The Union Baptist Church is Cincinnati's oldest black church. The church was founded on July 14, 1831. They had their first meeting in a building on Third Street, between Elm and Plum Streets, downtown. The members built a church on Central Avenue and called Rev. David Leroy Nickens of Chillicothe, Ohio as its first pastor. By the end of its first decade, the church had grown sufficiently to require a new building and by 1839, moved to a new location on Baker Street, where they remained for twenty-five years. Nickens was succeeded by Rev. Charles Satchell in 1838, who in turn was succeeded by William P. Newman in 1848. When Newman fled to Canada because of the passage of the Fugitive Slave Act of 1850, he was succeeded by Rev. Henry Adams, who served until 1855; Rev. H. L. Simpson, who served until 1858; and Rev. H. H. White who served three years. William Newman returned in 1864, serving until his death in the 1866 cholera epidemic. Simpson returned to fill the vacancy, serving until 1869, when he was succeeded by Rev. James H. Magee.

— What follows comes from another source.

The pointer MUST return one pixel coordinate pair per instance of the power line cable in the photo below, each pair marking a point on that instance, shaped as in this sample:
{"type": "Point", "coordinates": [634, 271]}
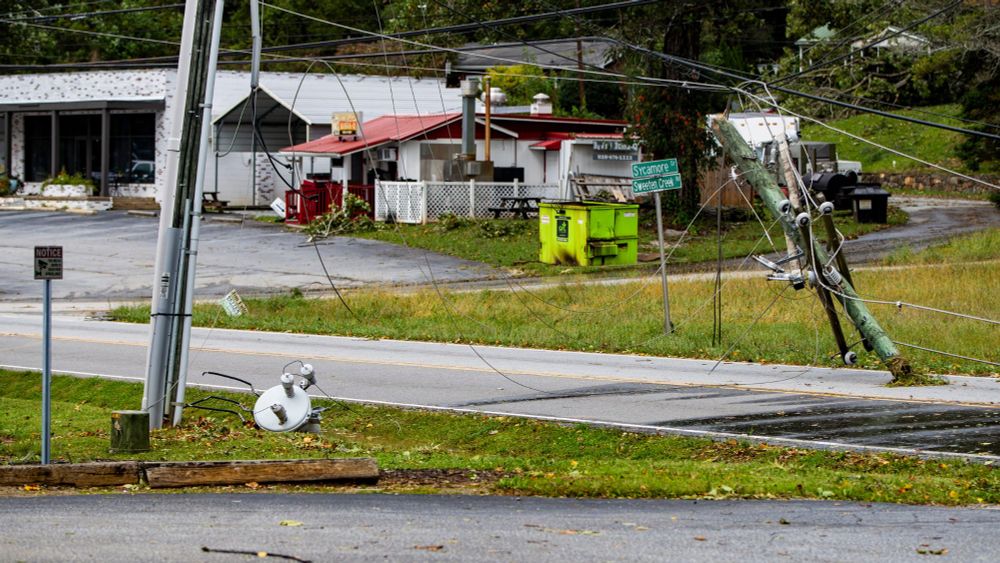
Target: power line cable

In 1864, Church members founded the Union Baptist Cemetery, in the Price Hill neighborhood. It is the oldest Baptist African-American cemetery in Cincinnati.

In the 1960s, urban renewal forced the church to move from its longtime home at Richmond and Mound Streets. The Church moved to Seventh & Central Avenues in 1971, under the leadership of Rev. Wilber Page, longtime pastor. The church continues its work in the Cincinnati community.